Creditors’ Rights During Winding Up in Malaysia
Creditors’ Rights During Winding Up in Malaysia
When a company in Malaysia enters the process of winding up, the rights and interests of creditors become the main priority. The Companies Act 2016 and related insolvency laws recognise that once a company is unable to pay its debts, its assets must be preserved and distributed fairly among creditors. Understanding these rights is crucial not only for creditors seeking repayment, but also for directors and shareholders navigating the winding up process.
The first and most important right of creditors is the right to initiate winding up proceedings when a company is insolvent. If a company fails to pay debts of more than RM50,000 within 21 days of receiving a statutory demand, creditors may petition the court for compulsory winding up. This ensures that creditors are not left without recourse when companies avoid or delay payment. In voluntary winding up situations, creditors are also entitled to convene meetings, appoint liquidators, and influence how the process is managed.
Once winding up begins, creditors have the right to a fair distribution of assets. The liquidator takes control of the company, collects its assets, and distributes them according to the statutory order of priority. Secured creditors, such as banks with charges over property or assets, are generally paid first from the proceeds of those secured assets. After secured creditors, preferential creditors (including employee wages and certain tax liabilities) are paid. Only then are unsecured creditors considered. If any surplus remains after all debts are settled, it may be distributed to shareholders.

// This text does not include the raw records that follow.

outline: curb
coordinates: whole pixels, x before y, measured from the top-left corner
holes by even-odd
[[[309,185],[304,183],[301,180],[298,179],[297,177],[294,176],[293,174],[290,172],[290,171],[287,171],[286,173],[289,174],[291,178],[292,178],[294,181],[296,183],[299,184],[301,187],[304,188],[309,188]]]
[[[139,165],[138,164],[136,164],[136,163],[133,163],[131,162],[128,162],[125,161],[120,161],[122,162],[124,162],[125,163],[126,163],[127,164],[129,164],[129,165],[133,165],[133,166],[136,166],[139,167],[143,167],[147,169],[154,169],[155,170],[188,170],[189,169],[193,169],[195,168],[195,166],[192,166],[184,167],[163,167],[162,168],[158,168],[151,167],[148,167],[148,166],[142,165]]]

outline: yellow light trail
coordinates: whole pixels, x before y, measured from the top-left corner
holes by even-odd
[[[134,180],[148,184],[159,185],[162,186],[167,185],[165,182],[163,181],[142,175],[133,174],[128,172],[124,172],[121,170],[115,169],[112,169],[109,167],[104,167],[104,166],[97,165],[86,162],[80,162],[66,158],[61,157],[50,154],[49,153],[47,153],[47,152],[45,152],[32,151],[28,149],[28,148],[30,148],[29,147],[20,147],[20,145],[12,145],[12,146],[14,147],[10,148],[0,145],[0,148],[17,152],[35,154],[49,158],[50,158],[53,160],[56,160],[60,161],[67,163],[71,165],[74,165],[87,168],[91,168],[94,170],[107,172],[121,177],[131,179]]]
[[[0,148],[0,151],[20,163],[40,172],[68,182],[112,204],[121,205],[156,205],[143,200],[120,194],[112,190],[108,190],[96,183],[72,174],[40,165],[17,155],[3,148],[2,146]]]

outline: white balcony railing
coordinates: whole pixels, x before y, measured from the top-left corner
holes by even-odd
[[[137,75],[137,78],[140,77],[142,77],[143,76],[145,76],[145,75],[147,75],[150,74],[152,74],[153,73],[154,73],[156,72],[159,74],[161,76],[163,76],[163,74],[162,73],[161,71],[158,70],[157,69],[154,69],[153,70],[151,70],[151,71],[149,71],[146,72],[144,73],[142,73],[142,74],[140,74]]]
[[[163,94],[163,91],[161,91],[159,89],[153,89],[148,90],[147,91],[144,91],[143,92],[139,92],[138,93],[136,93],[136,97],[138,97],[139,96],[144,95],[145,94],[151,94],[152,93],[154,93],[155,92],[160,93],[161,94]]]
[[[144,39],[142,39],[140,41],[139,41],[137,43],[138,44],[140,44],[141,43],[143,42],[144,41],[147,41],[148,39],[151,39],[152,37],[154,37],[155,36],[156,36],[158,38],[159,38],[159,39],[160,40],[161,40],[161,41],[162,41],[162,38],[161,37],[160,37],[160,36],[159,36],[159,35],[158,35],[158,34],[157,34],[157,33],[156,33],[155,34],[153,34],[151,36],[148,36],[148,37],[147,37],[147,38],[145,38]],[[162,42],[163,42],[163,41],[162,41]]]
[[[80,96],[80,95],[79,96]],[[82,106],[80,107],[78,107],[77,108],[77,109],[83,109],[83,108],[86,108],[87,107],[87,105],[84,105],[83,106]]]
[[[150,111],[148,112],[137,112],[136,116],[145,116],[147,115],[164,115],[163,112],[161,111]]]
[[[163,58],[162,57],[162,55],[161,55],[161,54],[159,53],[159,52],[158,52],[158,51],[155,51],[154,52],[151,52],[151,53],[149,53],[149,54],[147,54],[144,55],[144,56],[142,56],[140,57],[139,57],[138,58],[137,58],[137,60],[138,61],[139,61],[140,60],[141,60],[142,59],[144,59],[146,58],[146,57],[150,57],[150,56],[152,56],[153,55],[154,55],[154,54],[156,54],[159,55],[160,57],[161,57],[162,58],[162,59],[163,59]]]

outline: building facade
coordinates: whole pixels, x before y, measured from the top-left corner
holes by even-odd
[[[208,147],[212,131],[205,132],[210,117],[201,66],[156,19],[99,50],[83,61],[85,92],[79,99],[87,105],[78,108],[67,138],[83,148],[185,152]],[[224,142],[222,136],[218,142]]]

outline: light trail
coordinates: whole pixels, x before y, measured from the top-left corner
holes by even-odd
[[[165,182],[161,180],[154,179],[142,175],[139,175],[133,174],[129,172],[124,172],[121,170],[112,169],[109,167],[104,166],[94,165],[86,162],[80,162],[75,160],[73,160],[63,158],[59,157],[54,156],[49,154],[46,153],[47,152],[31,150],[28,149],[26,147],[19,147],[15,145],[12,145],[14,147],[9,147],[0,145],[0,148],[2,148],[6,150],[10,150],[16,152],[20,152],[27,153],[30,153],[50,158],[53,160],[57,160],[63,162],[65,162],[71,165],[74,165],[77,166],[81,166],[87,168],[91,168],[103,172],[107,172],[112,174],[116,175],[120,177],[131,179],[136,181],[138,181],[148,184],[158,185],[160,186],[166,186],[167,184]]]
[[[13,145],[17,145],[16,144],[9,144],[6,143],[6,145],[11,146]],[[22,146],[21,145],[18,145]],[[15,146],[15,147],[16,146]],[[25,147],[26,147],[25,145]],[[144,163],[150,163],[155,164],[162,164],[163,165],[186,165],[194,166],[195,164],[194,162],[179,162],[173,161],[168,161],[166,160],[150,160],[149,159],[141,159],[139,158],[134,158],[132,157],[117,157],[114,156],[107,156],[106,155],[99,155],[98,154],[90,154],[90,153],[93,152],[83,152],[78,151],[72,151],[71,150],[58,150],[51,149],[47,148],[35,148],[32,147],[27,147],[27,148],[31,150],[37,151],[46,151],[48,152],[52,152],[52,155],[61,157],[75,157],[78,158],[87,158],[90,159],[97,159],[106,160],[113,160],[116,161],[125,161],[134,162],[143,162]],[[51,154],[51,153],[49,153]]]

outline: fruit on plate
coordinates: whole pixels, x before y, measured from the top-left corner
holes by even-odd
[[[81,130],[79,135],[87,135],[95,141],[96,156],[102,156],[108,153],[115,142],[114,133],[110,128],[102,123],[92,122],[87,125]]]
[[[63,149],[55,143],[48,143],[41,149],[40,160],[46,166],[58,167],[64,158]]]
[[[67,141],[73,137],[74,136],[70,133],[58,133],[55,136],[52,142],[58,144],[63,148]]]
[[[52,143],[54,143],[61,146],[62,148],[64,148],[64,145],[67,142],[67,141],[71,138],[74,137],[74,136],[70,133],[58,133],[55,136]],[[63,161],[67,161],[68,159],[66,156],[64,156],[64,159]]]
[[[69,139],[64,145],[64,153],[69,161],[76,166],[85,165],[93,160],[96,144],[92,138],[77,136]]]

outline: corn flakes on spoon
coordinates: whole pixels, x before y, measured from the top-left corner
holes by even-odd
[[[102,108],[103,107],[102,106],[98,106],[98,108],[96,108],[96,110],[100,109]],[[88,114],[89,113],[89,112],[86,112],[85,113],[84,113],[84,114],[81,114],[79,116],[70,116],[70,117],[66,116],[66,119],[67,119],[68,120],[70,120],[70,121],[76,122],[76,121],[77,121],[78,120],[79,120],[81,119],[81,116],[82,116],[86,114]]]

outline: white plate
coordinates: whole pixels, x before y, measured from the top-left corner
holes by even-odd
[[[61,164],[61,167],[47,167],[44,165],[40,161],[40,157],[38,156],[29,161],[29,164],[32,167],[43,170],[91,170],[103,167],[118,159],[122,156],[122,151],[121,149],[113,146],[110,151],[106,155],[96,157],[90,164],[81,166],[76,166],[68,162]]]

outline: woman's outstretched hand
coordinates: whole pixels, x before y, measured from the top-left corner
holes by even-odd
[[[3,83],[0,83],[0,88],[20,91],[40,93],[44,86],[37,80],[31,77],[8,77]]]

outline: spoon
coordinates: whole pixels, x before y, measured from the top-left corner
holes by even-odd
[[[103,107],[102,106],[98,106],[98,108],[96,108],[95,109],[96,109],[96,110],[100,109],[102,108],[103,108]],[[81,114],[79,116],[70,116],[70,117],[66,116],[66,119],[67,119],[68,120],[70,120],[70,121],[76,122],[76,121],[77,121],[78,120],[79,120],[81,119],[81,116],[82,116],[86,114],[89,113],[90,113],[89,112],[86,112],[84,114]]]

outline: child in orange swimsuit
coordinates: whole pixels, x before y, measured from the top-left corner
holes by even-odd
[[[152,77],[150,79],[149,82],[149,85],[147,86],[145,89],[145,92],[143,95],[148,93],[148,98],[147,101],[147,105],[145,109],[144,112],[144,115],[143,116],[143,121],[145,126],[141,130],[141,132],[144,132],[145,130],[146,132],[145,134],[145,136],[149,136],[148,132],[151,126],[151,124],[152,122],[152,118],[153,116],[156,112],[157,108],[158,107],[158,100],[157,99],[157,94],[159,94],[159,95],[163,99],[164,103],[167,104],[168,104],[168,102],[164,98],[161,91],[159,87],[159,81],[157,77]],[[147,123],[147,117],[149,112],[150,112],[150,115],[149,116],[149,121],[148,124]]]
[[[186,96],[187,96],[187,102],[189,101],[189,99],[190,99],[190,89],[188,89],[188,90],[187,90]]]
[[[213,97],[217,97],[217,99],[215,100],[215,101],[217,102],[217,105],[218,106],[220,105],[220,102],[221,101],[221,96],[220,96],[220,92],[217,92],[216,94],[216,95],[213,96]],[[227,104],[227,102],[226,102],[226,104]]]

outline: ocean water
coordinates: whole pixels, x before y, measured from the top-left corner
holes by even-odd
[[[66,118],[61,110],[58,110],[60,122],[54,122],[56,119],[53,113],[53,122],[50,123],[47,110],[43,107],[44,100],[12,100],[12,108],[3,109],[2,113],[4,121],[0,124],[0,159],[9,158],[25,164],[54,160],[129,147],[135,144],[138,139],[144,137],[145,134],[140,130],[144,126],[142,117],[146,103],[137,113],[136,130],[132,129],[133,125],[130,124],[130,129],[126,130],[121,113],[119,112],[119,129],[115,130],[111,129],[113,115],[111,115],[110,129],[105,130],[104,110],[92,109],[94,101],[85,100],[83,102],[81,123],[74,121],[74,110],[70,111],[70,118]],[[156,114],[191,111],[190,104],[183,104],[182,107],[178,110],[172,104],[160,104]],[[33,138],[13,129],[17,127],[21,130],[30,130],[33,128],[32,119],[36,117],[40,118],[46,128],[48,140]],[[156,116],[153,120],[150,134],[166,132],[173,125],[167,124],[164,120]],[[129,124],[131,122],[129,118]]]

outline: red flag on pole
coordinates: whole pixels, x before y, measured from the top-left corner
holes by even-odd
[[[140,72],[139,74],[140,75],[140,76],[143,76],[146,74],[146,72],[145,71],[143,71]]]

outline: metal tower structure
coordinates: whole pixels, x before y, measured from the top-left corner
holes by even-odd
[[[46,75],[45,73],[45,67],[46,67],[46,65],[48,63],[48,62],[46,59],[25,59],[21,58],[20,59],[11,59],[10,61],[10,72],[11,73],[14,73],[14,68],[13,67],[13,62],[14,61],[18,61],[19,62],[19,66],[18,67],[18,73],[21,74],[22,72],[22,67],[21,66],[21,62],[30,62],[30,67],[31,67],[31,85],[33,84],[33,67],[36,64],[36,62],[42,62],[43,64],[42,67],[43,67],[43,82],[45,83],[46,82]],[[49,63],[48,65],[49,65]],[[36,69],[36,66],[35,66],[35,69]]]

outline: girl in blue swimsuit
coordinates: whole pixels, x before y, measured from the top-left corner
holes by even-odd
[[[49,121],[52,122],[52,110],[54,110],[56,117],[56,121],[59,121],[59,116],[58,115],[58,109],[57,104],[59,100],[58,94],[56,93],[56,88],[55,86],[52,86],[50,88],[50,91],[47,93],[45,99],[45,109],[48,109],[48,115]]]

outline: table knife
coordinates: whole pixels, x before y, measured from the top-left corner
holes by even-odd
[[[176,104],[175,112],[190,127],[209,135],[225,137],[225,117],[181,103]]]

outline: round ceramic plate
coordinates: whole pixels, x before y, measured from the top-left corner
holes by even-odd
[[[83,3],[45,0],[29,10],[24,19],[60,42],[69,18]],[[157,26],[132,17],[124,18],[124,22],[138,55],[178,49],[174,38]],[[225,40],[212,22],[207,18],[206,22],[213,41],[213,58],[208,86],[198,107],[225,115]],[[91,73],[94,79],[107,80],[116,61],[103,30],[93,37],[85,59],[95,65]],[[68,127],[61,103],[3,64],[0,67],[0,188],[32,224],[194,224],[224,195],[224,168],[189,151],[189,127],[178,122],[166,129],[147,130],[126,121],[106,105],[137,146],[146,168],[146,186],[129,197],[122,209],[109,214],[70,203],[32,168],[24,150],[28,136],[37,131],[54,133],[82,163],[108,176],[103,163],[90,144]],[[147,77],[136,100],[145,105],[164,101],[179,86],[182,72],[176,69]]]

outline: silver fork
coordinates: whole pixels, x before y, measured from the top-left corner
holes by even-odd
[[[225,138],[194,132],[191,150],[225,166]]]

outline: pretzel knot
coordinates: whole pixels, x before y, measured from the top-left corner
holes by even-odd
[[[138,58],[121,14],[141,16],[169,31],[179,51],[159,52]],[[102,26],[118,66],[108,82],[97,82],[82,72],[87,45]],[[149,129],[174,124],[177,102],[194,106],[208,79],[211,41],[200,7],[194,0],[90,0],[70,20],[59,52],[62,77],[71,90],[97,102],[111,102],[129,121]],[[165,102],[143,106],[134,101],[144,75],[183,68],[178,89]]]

Creditors also have the right to monitor and question the liquidator’s conduct. During the winding up process, liquidators are required to provide reports, call meetings, and keep creditors informed. Creditors can request explanations, challenge decisions, and even apply to court if they believe the liquidator has acted improperly. This oversight ensures transparency and accountability, preventing misuse or mismanagement of company assets.
Another important protection is the right to challenge unfair transactions carried out before insolvency. The law allows liquidators, on behalf of creditors, to set aside transactions that were intended to defraud creditors, such as the transfer of assets at undervalue or preferential payments made to certain parties. By reversing such transactions, creditors’ chances of recovery are maximised.
For unsecured creditors, recovery can often be limited, especially when the company’s assets are insufficient to cover all debts. However, participating actively in creditors’ meetings and engaging with the liquidator can improve outcomes. In some cases, creditors may also pursue claims directly against directors if there is evidence of fraudulent trading, misfeasance, or breach of fiduciary duties.
In conclusion, creditors play a central role in the winding up of a company in Malaysia. They are not passive observers but active participants with rights to petition, vote, monitor, and recover assets. By understanding these rights and acting promptly, creditors can improve their chances of repayment while ensuring the winding up process is conducted fairly and transparently.